Fear Factor

Allan’ provocative post got me thinking more about a few topics:

1. the progressivist/regressivist narrative re: the internet and social media

2. the tool/task-centric narrative approach of much library 2.0 literature

3. the transliteracy model and the current redefining of librarians’ relevance/professional mandate

These all seem to be interconnected to me in a space many librarians find downright scary, where fear is a prime motivator. How many of us are adopting these tools and moving our services into this space because we are afraid of being left behind, of becoming irrelevant, of losing ground in the areas where our clients congregate? Are we becoming cheeleaders for new media without understanding what our actual message is? How many librarians are adopting social media and spending more professional time online, while simultaneously harbouring fears of the long-term change that new media is creating not only in our work and our society, but inside our own skulls?

A few days ago, The Guardian published a fairly balanced, yet ultimately alarmist, article by John Harris entitled, “How the internet is altering your mind.” The impetus behind the piece is the UK publication of Nicholas Carr’s The Shallows, and Harris admirably provides a forum for both supporting and critical voices (as does the Globe and Mail in their review of the book here). However, Carr’s message – that scientific evidence is showing that these tools are not just making us less creative but dumber – and his own behaviour patterns seem to have spooked Harris enough that his article has a distinctly pessimistic tone. Harris’ reaction is an altogether human one – and one which can be found in latent or blatent form in many ‘stories’ of library 2.0, be they tales told in numbers or words.
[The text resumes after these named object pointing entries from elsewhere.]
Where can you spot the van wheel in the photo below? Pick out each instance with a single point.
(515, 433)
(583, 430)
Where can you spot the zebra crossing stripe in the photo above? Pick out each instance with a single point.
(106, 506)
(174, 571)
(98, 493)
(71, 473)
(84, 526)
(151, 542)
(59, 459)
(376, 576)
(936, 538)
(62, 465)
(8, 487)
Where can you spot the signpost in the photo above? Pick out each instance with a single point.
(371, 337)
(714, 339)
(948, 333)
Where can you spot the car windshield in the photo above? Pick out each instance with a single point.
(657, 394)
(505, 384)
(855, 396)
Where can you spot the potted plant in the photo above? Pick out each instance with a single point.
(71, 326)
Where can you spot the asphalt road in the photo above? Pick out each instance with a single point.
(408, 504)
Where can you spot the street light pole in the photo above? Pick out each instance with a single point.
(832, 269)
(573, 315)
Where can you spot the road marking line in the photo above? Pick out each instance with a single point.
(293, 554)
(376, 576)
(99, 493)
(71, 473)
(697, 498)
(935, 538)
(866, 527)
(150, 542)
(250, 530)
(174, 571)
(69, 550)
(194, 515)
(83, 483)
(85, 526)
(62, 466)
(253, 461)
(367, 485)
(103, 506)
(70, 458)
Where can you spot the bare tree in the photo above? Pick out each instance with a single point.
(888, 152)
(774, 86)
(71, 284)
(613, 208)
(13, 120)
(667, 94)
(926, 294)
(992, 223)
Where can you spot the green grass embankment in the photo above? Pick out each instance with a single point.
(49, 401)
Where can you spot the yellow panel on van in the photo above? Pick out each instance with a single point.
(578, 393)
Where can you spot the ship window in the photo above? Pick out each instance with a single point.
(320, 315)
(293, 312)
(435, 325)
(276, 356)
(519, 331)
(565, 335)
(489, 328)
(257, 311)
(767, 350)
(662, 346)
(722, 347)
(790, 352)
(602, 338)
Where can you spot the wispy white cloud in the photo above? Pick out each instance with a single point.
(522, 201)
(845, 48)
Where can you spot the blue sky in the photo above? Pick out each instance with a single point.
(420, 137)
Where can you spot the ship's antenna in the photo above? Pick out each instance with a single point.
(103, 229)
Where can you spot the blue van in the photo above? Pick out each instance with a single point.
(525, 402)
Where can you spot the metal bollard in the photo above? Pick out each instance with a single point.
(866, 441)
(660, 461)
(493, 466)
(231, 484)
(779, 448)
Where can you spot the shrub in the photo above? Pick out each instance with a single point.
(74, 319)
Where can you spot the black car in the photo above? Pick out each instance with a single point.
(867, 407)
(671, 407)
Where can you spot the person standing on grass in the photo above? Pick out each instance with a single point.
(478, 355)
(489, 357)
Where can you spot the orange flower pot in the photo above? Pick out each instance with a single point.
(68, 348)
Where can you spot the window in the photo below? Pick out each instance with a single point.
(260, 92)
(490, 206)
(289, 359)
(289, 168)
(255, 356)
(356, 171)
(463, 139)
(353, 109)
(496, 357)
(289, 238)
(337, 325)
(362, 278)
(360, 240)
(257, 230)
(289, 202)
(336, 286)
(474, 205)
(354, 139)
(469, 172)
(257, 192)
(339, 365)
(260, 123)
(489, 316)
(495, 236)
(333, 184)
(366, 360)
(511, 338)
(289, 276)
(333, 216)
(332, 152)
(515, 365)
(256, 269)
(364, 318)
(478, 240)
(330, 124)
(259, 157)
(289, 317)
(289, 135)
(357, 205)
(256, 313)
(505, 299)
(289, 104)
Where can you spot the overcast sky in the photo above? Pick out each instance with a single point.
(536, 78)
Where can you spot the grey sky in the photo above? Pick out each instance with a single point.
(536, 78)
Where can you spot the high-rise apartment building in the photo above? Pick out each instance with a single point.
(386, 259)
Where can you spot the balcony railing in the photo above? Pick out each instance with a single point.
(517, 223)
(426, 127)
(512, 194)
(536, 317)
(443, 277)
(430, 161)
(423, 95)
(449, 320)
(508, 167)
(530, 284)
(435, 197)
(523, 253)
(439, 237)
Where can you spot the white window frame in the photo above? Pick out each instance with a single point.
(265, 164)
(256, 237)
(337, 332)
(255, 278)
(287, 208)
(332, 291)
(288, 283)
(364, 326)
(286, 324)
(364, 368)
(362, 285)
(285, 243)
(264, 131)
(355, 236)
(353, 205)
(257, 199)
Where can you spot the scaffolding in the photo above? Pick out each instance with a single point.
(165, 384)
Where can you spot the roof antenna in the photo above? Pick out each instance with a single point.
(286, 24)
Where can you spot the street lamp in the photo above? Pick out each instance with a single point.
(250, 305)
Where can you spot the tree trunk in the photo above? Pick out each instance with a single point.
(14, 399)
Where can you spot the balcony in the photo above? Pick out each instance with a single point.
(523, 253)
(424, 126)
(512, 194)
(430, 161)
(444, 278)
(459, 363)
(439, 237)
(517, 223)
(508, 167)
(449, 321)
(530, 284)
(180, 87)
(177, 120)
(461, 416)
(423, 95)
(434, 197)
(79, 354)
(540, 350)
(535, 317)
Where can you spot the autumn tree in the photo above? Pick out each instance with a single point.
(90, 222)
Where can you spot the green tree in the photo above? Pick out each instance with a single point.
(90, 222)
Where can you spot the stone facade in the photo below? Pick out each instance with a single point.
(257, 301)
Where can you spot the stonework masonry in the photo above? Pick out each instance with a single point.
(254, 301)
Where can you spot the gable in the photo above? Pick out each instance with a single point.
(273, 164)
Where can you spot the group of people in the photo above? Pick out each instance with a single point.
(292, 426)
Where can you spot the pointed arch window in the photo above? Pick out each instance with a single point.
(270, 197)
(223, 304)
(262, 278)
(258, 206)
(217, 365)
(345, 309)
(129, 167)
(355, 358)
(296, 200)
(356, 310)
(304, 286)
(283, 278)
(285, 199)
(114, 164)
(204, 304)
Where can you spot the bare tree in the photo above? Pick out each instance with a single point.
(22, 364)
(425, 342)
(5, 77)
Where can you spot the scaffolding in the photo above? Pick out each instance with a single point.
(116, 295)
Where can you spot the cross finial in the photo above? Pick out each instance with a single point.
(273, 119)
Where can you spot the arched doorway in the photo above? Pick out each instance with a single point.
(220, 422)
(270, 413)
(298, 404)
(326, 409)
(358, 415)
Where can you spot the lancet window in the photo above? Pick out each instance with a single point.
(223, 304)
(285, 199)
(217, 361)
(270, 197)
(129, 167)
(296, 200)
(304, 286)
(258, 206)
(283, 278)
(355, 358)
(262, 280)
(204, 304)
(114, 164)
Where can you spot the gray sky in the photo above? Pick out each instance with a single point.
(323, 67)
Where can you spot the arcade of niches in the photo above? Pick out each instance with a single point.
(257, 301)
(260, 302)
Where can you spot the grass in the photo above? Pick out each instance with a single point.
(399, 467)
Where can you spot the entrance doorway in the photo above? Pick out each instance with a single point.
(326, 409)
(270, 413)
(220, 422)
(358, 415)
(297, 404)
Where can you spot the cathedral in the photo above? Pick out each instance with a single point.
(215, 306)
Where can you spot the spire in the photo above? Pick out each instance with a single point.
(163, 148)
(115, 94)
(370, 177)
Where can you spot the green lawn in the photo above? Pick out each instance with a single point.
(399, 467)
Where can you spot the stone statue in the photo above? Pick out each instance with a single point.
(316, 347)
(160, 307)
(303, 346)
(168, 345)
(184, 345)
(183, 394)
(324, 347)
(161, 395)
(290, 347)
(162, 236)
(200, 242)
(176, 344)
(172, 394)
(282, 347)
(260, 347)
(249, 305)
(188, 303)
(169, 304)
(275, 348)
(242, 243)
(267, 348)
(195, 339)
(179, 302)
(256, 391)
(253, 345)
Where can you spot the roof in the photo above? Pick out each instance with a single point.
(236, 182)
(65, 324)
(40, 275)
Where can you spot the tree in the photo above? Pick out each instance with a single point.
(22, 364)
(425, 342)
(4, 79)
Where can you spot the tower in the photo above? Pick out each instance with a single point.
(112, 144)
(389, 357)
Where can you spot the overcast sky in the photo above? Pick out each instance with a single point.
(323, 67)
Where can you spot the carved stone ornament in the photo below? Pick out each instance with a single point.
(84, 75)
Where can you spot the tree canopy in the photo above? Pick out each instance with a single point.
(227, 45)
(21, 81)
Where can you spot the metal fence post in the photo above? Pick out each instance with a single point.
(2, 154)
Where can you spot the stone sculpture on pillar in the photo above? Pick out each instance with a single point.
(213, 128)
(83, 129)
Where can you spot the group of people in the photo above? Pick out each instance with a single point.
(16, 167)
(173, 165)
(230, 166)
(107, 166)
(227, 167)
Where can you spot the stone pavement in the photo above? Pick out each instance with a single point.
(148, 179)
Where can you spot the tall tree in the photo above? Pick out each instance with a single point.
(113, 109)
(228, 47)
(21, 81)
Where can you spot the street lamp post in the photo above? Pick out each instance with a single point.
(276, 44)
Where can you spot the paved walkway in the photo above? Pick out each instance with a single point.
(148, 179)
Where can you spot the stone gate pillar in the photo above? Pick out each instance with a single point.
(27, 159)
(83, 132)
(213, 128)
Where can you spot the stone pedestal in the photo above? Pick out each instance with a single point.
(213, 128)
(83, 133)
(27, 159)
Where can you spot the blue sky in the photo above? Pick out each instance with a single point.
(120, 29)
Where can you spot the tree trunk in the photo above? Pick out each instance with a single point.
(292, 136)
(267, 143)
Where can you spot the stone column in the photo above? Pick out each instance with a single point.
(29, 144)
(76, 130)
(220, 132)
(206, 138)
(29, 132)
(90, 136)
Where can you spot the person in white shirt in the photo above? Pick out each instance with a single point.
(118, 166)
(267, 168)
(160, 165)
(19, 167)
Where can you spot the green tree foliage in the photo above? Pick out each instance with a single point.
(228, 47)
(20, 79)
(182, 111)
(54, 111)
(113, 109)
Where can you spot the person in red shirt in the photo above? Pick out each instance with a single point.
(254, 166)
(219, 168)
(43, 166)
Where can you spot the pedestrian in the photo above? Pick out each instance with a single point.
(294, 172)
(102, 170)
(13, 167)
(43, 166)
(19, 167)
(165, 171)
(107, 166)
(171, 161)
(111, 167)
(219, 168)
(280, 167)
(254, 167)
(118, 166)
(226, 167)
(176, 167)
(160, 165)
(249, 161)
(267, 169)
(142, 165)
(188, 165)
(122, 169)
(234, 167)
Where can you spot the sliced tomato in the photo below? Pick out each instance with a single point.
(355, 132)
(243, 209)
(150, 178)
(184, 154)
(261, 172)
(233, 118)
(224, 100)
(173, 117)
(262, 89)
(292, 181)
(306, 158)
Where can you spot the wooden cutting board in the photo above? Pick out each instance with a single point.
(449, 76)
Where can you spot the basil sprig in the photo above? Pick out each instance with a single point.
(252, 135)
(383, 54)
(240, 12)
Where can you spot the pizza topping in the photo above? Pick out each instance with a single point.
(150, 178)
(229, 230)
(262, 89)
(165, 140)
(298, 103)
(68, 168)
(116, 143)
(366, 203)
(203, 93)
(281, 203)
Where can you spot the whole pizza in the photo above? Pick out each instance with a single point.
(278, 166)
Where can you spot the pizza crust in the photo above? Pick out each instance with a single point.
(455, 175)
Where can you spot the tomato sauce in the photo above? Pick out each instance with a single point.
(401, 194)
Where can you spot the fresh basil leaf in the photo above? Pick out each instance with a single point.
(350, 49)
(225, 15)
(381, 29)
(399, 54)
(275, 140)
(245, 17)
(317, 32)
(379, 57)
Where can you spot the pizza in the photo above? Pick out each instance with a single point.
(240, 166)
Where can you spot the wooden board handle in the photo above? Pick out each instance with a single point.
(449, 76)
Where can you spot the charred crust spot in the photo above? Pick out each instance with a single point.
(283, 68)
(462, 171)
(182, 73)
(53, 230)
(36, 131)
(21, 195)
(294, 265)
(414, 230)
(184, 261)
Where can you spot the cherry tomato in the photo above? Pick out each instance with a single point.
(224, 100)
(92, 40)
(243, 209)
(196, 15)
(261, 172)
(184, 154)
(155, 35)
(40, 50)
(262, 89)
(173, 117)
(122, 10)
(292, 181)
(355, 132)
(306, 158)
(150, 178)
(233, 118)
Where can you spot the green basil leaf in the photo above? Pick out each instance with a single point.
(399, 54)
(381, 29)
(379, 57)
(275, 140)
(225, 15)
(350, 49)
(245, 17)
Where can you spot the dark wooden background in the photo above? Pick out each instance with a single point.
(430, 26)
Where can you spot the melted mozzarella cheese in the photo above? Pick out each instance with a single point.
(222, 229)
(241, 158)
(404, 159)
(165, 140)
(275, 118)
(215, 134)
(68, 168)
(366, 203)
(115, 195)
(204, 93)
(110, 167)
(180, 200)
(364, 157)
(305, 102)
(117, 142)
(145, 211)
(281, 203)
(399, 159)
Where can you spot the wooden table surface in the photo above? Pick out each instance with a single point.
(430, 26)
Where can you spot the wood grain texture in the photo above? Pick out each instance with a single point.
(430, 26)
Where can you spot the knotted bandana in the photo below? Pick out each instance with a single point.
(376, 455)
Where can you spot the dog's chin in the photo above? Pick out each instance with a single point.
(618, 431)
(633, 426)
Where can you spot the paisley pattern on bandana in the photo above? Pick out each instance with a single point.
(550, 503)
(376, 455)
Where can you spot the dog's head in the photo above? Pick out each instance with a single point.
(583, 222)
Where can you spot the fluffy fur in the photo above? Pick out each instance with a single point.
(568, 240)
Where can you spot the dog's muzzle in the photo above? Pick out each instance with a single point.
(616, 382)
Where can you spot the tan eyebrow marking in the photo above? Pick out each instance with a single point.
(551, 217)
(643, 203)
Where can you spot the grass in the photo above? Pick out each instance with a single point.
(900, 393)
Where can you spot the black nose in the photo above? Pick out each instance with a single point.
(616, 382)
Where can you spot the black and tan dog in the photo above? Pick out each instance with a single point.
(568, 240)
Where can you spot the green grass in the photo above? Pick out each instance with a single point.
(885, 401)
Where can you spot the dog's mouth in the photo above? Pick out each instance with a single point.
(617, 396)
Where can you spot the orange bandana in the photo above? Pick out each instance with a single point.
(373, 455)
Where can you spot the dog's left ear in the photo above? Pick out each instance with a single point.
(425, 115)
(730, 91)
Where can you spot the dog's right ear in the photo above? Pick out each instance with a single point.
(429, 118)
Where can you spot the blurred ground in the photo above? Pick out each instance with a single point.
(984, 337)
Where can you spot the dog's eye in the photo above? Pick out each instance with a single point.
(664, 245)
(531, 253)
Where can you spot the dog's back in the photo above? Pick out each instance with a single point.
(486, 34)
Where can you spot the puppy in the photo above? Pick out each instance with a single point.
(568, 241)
Transliteracy – defined on transliteracy.com as “the ability to read, write and interact across a range of platforms, tools and media from signing and orality through handwriting, print, TV, radio and film, to digital social networks” – provides shape to an opposing, positive narrative outlook to search for in library 2.0 literature. Whether termed “transliteracy” or not, this vision of librarians using social media to be active agents in the creation a multi-literate society is a powerful one, and definitely one I will keep in my own mind as I design applications for 2.0 tools in my own library.